The recent fall in crude oil prices from about 28 dollars to 16 dollars a barrel has disrupted the industry. To say the least, the future is uncertain. In the long term, low oil prices should benefit industry in general. However, the switch to higher demand will take several years. While that process is continuing the capacity at places like Milford Haven will decline and the port will be in some difficulty. The need to watch costs will become paramount. That uncertainty makes the board's move to pay expenses to board members inexplicable to the oil companies.
Has the relationship between the Milford Haven Conservancy Board and the oil companies always been bad? Has their relationship always ended up being debated in a contested private Bill of small consequence? The relationship between the board and the oil companies has not been all that bad. As the port grew in the 1950s and 1960s, it was obvious that an authority was needed. The conservancy board fitted the needs of the port and the oil companies, and it has worked closely with the major oil companies.

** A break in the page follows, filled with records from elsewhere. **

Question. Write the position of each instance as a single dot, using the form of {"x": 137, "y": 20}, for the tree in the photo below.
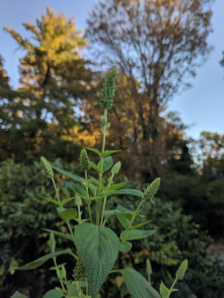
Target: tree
{"x": 157, "y": 45}
{"x": 53, "y": 77}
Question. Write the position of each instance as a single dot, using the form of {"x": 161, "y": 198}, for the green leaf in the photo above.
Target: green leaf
{"x": 65, "y": 201}
{"x": 55, "y": 293}
{"x": 97, "y": 183}
{"x": 52, "y": 201}
{"x": 108, "y": 152}
{"x": 120, "y": 210}
{"x": 98, "y": 247}
{"x": 68, "y": 214}
{"x": 95, "y": 150}
{"x": 125, "y": 246}
{"x": 95, "y": 167}
{"x": 59, "y": 234}
{"x": 38, "y": 262}
{"x": 132, "y": 192}
{"x": 140, "y": 225}
{"x": 124, "y": 221}
{"x": 81, "y": 220}
{"x": 18, "y": 295}
{"x": 182, "y": 269}
{"x": 107, "y": 163}
{"x": 137, "y": 285}
{"x": 79, "y": 190}
{"x": 164, "y": 291}
{"x": 136, "y": 234}
{"x": 116, "y": 186}
{"x": 70, "y": 175}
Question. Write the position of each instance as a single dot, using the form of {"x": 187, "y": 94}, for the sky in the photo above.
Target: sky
{"x": 201, "y": 107}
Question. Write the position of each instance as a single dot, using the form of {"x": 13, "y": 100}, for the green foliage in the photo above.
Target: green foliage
{"x": 18, "y": 295}
{"x": 98, "y": 247}
{"x": 40, "y": 261}
{"x": 137, "y": 285}
{"x": 23, "y": 213}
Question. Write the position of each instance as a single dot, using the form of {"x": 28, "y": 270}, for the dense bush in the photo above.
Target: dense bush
{"x": 24, "y": 213}
{"x": 177, "y": 238}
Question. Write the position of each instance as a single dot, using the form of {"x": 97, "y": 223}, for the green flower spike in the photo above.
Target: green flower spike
{"x": 47, "y": 167}
{"x": 107, "y": 92}
{"x": 84, "y": 160}
{"x": 151, "y": 190}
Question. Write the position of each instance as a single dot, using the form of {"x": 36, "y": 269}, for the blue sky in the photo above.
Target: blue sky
{"x": 201, "y": 106}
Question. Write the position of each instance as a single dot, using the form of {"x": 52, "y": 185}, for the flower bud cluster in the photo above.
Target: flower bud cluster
{"x": 151, "y": 190}
{"x": 107, "y": 92}
{"x": 84, "y": 160}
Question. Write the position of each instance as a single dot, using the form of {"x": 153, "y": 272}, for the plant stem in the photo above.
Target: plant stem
{"x": 133, "y": 217}
{"x": 79, "y": 289}
{"x": 87, "y": 193}
{"x": 56, "y": 189}
{"x": 58, "y": 275}
{"x": 104, "y": 202}
{"x": 172, "y": 287}
{"x": 72, "y": 234}
{"x": 100, "y": 175}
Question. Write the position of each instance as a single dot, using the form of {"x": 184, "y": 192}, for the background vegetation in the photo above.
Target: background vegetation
{"x": 53, "y": 113}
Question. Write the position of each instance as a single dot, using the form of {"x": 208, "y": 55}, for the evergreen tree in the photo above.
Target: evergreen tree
{"x": 53, "y": 78}
{"x": 157, "y": 45}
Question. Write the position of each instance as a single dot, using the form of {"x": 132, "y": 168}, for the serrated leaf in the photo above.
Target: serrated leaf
{"x": 18, "y": 295}
{"x": 137, "y": 285}
{"x": 182, "y": 269}
{"x": 120, "y": 210}
{"x": 164, "y": 291}
{"x": 98, "y": 247}
{"x": 125, "y": 246}
{"x": 124, "y": 221}
{"x": 55, "y": 293}
{"x": 108, "y": 152}
{"x": 95, "y": 167}
{"x": 116, "y": 186}
{"x": 136, "y": 234}
{"x": 132, "y": 192}
{"x": 68, "y": 214}
{"x": 140, "y": 225}
{"x": 65, "y": 201}
{"x": 79, "y": 190}
{"x": 70, "y": 175}
{"x": 38, "y": 262}
{"x": 94, "y": 150}
{"x": 107, "y": 163}
{"x": 59, "y": 234}
{"x": 52, "y": 201}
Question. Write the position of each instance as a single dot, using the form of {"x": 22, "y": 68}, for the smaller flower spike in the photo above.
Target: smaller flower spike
{"x": 84, "y": 160}
{"x": 107, "y": 92}
{"x": 151, "y": 190}
{"x": 47, "y": 167}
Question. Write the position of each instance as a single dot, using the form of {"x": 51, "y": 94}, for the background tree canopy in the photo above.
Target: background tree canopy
{"x": 156, "y": 45}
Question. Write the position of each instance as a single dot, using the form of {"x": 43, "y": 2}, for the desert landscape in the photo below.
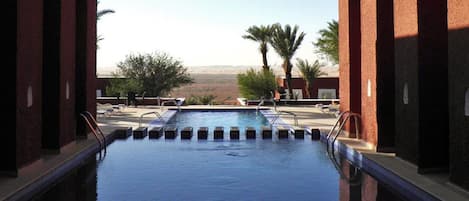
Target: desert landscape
{"x": 221, "y": 82}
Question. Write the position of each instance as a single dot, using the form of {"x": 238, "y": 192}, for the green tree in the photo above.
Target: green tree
{"x": 309, "y": 72}
{"x": 153, "y": 74}
{"x": 285, "y": 42}
{"x": 119, "y": 86}
{"x": 328, "y": 42}
{"x": 262, "y": 35}
{"x": 100, "y": 14}
{"x": 254, "y": 85}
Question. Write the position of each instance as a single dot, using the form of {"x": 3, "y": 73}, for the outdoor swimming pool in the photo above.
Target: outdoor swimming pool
{"x": 212, "y": 170}
{"x": 159, "y": 169}
{"x": 177, "y": 169}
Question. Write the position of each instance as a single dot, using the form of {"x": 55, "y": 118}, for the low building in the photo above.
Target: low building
{"x": 322, "y": 88}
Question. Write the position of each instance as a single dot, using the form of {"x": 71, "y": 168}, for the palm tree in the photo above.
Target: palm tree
{"x": 285, "y": 42}
{"x": 328, "y": 42}
{"x": 262, "y": 35}
{"x": 309, "y": 72}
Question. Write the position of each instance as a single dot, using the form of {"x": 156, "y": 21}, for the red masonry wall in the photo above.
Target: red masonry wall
{"x": 458, "y": 68}
{"x": 344, "y": 55}
{"x": 29, "y": 70}
{"x": 67, "y": 72}
{"x": 406, "y": 64}
{"x": 91, "y": 57}
{"x": 349, "y": 57}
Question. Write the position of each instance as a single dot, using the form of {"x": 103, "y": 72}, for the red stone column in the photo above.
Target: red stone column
{"x": 458, "y": 73}
{"x": 368, "y": 70}
{"x": 28, "y": 81}
{"x": 85, "y": 61}
{"x": 349, "y": 56}
{"x": 406, "y": 62}
{"x": 67, "y": 72}
{"x": 377, "y": 73}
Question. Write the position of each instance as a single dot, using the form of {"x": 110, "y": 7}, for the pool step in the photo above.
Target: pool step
{"x": 282, "y": 132}
{"x": 315, "y": 134}
{"x": 140, "y": 132}
{"x": 250, "y": 133}
{"x": 170, "y": 132}
{"x": 234, "y": 133}
{"x": 298, "y": 132}
{"x": 266, "y": 132}
{"x": 123, "y": 133}
{"x": 202, "y": 133}
{"x": 218, "y": 132}
{"x": 186, "y": 133}
{"x": 155, "y": 132}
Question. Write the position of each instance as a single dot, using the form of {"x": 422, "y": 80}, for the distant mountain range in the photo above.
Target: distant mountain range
{"x": 229, "y": 69}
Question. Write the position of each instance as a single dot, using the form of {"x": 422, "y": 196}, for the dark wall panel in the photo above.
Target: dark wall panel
{"x": 28, "y": 81}
{"x": 8, "y": 142}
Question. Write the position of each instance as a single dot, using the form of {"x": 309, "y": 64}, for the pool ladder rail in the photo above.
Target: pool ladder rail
{"x": 97, "y": 132}
{"x": 355, "y": 177}
{"x": 343, "y": 118}
{"x": 262, "y": 102}
{"x": 154, "y": 112}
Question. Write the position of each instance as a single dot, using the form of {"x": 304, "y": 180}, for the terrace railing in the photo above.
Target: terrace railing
{"x": 156, "y": 113}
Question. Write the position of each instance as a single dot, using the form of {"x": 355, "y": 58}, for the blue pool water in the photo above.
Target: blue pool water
{"x": 159, "y": 169}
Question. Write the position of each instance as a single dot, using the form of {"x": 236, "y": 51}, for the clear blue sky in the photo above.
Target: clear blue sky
{"x": 205, "y": 32}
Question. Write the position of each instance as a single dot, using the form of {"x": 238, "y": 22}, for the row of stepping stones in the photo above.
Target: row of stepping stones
{"x": 171, "y": 132}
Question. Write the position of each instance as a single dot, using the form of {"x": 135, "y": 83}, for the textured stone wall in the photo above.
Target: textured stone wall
{"x": 406, "y": 64}
{"x": 458, "y": 73}
{"x": 28, "y": 81}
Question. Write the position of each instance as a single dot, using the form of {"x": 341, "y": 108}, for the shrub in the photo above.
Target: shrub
{"x": 255, "y": 85}
{"x": 200, "y": 100}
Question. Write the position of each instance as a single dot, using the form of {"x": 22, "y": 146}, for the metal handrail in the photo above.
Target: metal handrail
{"x": 98, "y": 129}
{"x": 343, "y": 120}
{"x": 170, "y": 101}
{"x": 263, "y": 101}
{"x": 95, "y": 133}
{"x": 277, "y": 116}
{"x": 156, "y": 113}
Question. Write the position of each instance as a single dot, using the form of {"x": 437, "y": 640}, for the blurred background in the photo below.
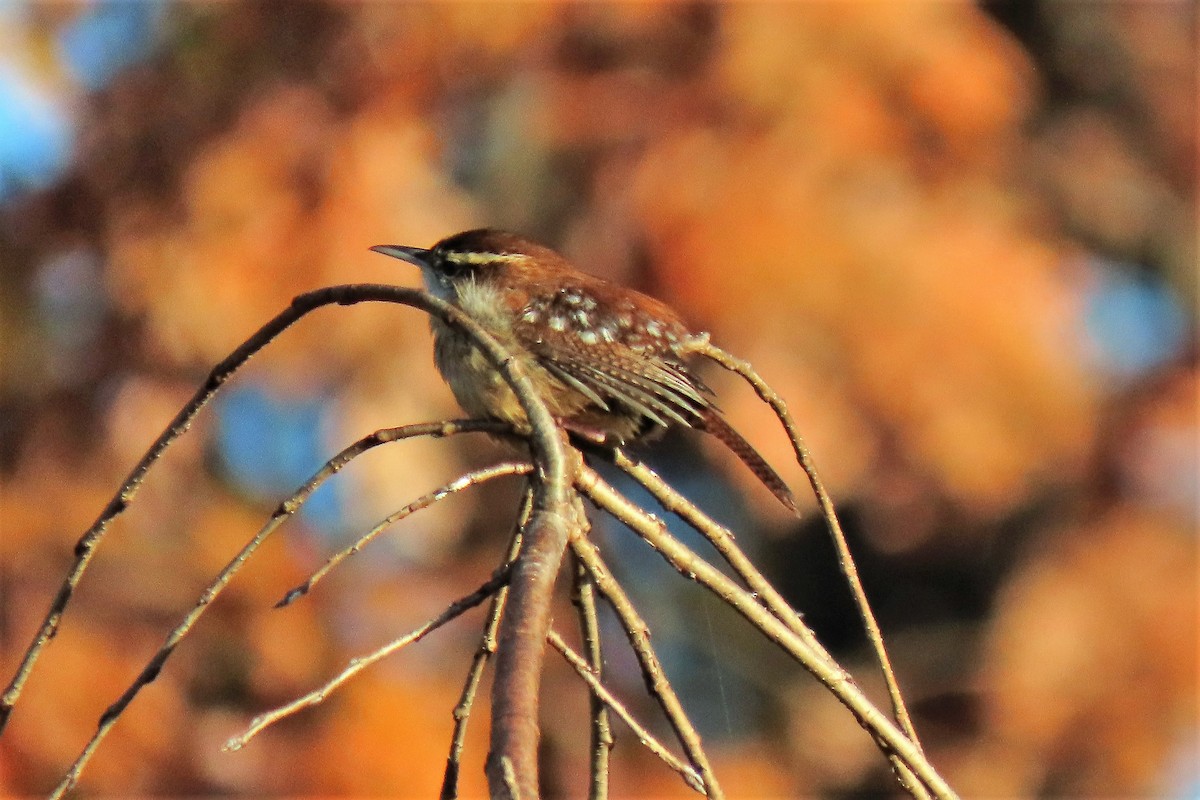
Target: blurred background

The board's composition has reflected the variety of interests that it serves in the area. My hon. Friend the 278 Member for Ynys Môn has referred to the composition of the board, which is set out in schedule 1 to the Milford Haven Conservancy Act 1983. The oil companies nominate two members and Trinity House nominates one. There is one union representative, one representative of shipping agents and brokers, and two local authority representatives. The harbour master and the general manager serve as of right. There is a chairman, a vice-chairman and a representative of some body concerned with the environment. Therefore, there are 12 members, of which the oil companies have only two.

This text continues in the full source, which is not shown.